La randonnée et la course partagent la notion d'effort physique prolongé, mais les exigences sont fondamentalement différentes. La course exige une cadence constante sur surface plane ; la randonnée demande de l'endurance à allure variable (5-7 km/h en moyenne), une gestion du dénivelé, une adaptation à des terrains accidentés — rochers, racines, boue, névé — et parfois plusieurs jours d'effort en autonomie partielle.
Les critères de sélection pour la randonnée sont spécifiques : des pieds robustes avec des coussinets épais et du poil protecteur entre les doigts (races nordiques, setters, retrievers) résistent aux coupures sur terrain rocheux. Il faut aussi une ossature solide sans charge articulaire excessive : le Saint-Bernard et le Bouvier Bernois tiennent bien les randonnées modérées, mais leur gabarit limite l'endurance sur multi-jours. Une tolérance climatique large — froid alpin, pluie, UV d'altitude — favorise les races à double pelage épais.
Deux races scandinaves sont systématiquement sous-estimées en randonnée : le Lapphund Suédois et le Chien Finnois de Laponie. Sélectionnés depuis des siècles par les Saami pour accompagner les transhumances sur terrain arctique accidenté, ces chiens possèdent une endurance de fond, une adaptation au froid, et un sens de l'orientation remarquables.
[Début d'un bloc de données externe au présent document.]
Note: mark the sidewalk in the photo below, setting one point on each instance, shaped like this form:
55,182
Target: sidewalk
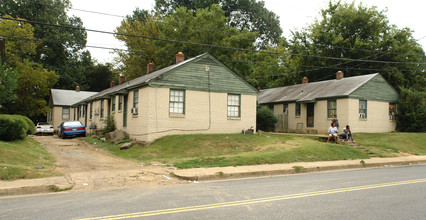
51,184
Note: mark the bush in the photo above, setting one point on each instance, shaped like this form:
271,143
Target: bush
11,129
265,119
110,124
29,126
411,109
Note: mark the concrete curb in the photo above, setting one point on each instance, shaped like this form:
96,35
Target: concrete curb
33,186
205,174
54,184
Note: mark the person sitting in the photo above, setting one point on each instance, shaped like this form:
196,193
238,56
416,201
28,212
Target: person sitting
332,133
346,134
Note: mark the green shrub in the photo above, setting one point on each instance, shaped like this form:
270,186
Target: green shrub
11,129
29,126
265,119
110,124
411,115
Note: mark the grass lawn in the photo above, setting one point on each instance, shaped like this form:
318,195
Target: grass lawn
20,159
393,144
218,150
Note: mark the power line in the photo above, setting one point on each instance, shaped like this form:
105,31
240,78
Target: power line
226,60
215,46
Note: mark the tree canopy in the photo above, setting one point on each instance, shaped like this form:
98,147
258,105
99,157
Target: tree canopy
33,81
207,26
244,14
352,32
59,48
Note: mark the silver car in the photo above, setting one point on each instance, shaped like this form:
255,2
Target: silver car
44,128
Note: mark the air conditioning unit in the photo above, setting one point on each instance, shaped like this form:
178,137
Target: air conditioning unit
134,111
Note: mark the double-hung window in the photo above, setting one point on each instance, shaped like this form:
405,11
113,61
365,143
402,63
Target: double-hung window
120,102
362,108
90,111
285,108
234,104
102,108
392,111
113,104
177,101
135,98
331,108
65,113
298,109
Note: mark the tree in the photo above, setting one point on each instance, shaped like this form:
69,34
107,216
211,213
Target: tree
357,32
33,81
411,115
57,45
207,26
99,77
8,85
244,14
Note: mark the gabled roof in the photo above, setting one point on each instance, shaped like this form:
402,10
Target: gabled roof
138,81
144,80
310,92
60,97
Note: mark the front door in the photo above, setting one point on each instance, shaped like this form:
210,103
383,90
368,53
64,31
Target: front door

Leur tempérament calme et sociable les rend plus polyvalents en environnement humain (troupeaux, autres chiens, randonneurs) que les races nordiques de traîneau.
Pour le portage, un sac à dos canin ergonomique (10-15% du poids du chien maximum) permet au chien de transporter eau et croquettes sur les sorties de 2-3 jours. Les races de taille moyenne à grande (Labrador, Golden, Berger Australien) tolèrent bien ce portage léger à partir de 2 ans, une fois la croissance osseuse terminée. Dernier paramètre, l'altitude : au-delà de 2 500 m, la pression partielle d'oxygène baisse et l'effort devient nettement plus coûteux — un point de vigilance majeur pour les races brachycéphales et les chiens âgés.
9 races recommandées
Chaque portrait ouvre la fiche complète : tempérament, conditions de vie, santé,
budget et sources citées.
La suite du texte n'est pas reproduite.